Go 1.21+ supports PGO — the compiler uses a production CPU profile to make better inlining and devirtualization decisions. Expected improvement: 2-7% for minimal effort.

**Workflow:**

1. Collect a production CPU profile (30+ seconds of representative load):

   ```bash
   curl http://localhost:6060/debug/pprof/profile?seconds=60 > cpu.pprof
   ```

2. Place as `default.pgo` in the main package directory:

   ```bash
   cp cpu.pprof ./cmd/myapp/default.pgo
   ```

3. Build — `go build` auto-detects `default.pgo`:

   ```bash
   go build ./cmd/myapp
   ```

**What the compiler optimizes:**

- **Inlining** — hot function calls are inlined more aggressively
- **Devirtualization** — interface method calls with high probability of targeting specific types become direct calls

**When it helps most:** code with many interface calls, hot inlining opportunities, deep call stacks. **When it helps least:** already-optimized code, memory-bound workloads.

Rebuild profiles after significant code changes — stale profiles can mislead the compiler.

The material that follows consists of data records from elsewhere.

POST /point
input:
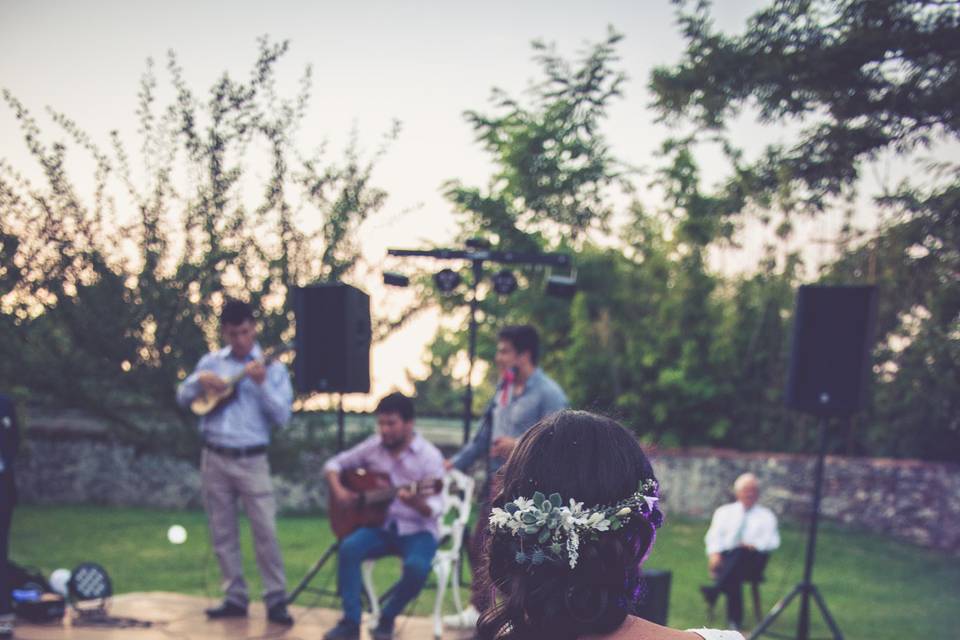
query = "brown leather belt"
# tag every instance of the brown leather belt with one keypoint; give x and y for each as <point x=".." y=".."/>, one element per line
<point x="236" y="452"/>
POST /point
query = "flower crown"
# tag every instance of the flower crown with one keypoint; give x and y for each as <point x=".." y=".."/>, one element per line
<point x="547" y="531"/>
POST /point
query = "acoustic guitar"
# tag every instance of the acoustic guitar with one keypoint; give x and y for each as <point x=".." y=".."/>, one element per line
<point x="375" y="493"/>
<point x="209" y="401"/>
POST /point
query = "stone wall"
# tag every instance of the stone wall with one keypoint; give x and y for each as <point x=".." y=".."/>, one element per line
<point x="910" y="500"/>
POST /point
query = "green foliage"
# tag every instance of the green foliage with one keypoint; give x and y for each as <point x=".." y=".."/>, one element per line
<point x="685" y="355"/>
<point x="860" y="76"/>
<point x="553" y="166"/>
<point x="116" y="298"/>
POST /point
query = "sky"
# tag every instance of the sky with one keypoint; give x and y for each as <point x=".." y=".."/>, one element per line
<point x="422" y="63"/>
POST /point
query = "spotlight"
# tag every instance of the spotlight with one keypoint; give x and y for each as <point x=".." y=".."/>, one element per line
<point x="446" y="280"/>
<point x="395" y="279"/>
<point x="477" y="243"/>
<point x="504" y="282"/>
<point x="562" y="286"/>
<point x="89" y="586"/>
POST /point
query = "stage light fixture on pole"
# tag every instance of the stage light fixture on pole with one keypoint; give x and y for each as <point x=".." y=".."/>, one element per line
<point x="447" y="280"/>
<point x="562" y="286"/>
<point x="504" y="282"/>
<point x="395" y="279"/>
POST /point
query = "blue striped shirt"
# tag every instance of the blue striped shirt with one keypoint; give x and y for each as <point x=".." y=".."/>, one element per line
<point x="246" y="421"/>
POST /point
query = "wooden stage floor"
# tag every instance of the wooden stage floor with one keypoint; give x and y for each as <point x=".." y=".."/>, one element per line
<point x="180" y="617"/>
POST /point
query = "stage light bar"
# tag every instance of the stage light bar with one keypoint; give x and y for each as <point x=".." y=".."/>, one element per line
<point x="447" y="280"/>
<point x="395" y="279"/>
<point x="504" y="282"/>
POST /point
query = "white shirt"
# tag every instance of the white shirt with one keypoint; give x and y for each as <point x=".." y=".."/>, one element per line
<point x="732" y="526"/>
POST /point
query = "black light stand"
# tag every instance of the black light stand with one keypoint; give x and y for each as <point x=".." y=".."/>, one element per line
<point x="806" y="588"/>
<point x="478" y="254"/>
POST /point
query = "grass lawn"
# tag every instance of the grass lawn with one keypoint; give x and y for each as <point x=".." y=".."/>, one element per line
<point x="875" y="588"/>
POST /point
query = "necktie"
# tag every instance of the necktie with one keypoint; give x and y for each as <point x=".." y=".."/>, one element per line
<point x="738" y="537"/>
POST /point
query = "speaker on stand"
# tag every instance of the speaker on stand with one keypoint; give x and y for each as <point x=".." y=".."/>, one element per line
<point x="333" y="356"/>
<point x="829" y="367"/>
<point x="332" y="342"/>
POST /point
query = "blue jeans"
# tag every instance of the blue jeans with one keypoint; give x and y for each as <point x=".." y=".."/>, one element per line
<point x="417" y="551"/>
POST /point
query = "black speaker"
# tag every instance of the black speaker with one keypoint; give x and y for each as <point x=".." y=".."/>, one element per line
<point x="333" y="339"/>
<point x="655" y="600"/>
<point x="830" y="359"/>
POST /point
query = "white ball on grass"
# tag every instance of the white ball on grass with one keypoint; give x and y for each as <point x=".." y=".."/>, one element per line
<point x="177" y="534"/>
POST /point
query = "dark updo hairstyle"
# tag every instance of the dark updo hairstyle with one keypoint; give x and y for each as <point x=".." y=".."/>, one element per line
<point x="593" y="460"/>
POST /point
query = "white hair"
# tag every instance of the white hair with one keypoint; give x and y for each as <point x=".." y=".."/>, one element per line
<point x="744" y="480"/>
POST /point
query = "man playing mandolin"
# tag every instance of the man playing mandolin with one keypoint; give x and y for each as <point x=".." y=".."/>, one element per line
<point x="234" y="463"/>
<point x="409" y="527"/>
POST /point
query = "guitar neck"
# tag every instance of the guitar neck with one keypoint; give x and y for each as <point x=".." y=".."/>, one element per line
<point x="268" y="357"/>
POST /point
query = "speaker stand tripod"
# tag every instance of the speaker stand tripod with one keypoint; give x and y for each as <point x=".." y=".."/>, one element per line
<point x="806" y="589"/>
<point x="332" y="549"/>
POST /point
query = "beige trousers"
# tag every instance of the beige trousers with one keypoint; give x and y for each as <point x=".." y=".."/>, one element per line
<point x="226" y="479"/>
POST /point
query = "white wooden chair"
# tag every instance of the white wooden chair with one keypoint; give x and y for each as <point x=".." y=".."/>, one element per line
<point x="457" y="496"/>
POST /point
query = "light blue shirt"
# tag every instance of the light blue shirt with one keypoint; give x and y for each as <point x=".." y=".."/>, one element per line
<point x="541" y="396"/>
<point x="246" y="421"/>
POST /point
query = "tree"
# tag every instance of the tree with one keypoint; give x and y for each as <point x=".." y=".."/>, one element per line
<point x="115" y="304"/>
<point x="862" y="77"/>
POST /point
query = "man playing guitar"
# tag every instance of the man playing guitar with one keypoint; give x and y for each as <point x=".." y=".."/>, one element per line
<point x="410" y="528"/>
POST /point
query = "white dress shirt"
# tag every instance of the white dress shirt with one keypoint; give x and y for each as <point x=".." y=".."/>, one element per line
<point x="732" y="527"/>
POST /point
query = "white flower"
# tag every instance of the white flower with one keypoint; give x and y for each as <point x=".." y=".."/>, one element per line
<point x="499" y="517"/>
<point x="523" y="504"/>
<point x="573" y="544"/>
<point x="597" y="522"/>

## Logging Overhead in Hot Paths

**Diagnose:** 1- `go tool pprof` (CPU profile) — look for `fmt.Sprintf`, `log.Printf`, or `slog.(*Logger).log` appearing in hot paths; these indicate log formatting consuming CPU even when the log level filters the message 2- `go build -gcflags="-m"` — check if log arguments escape to the heap; expect `"moved to heap"` for arguments boxed into `any` interface by logging functions 3- `go test -bench -benchmem` — benchmark with logging enabled vs disabled; if allocs/op doesn't change, the logger is allocating even when the level is off

Log formatting allocates memory and consumes CPU even when the message is discarded because it's below the configured level:

```go
// Bad — fmt.Sprintf runs BEFORE the logger checks the level
logger.Debug(fmt.Sprintf("processing item %d with data %v", item.ID, item.Data))

// Good — slog defers formatting until level check passes (Go 1.21+)
slog.Debug("processing item", slog.Int("id", item.ID), slog.Any("data", item.Data))

// Best — LogAttrs: zero allocations when level is disabled
slog.LogAttrs(ctx, slog.LevelDebug, "processing item",
    slog.Int("id", item.ID))
```

In hot paths, even `slog.Any` can allocate. Prefer typed attributes: `slog.Int`, `slog.String`, `slog.Bool`.

## Panic/Recover Cost

**Diagnose:** 1- `go tool pprof` (CPU profile) — look for `runtime.gopanic` or `runtime.gorecover` in the profile; their presence in hot paths means panic/recover is being used for control flow 2- `go test -bench` — benchmark panic/recover vs error-return versions; expect 10-100x overhead from stack unwinding and defer execution

`panic` triggers stack unwinding, running all deferred functions up the call stack. `recover` catches the panic but the unwinding itself is expensive. Never use panic/recover for control flow:

```go
// Bad — panic overhead for a normal condition
defer func() { recover() }()
v, _ := strconv.Atoi(s) // relies on panic for invalid input

// Good — explicit error check, no panic overhead
v, err := strconv.Atoi(s)
if err != nil { continue }
```

Panic is appropriate only for truly unrecoverable situations (programmer errors, corrupted state). Always convert panics to errors at package boundaries.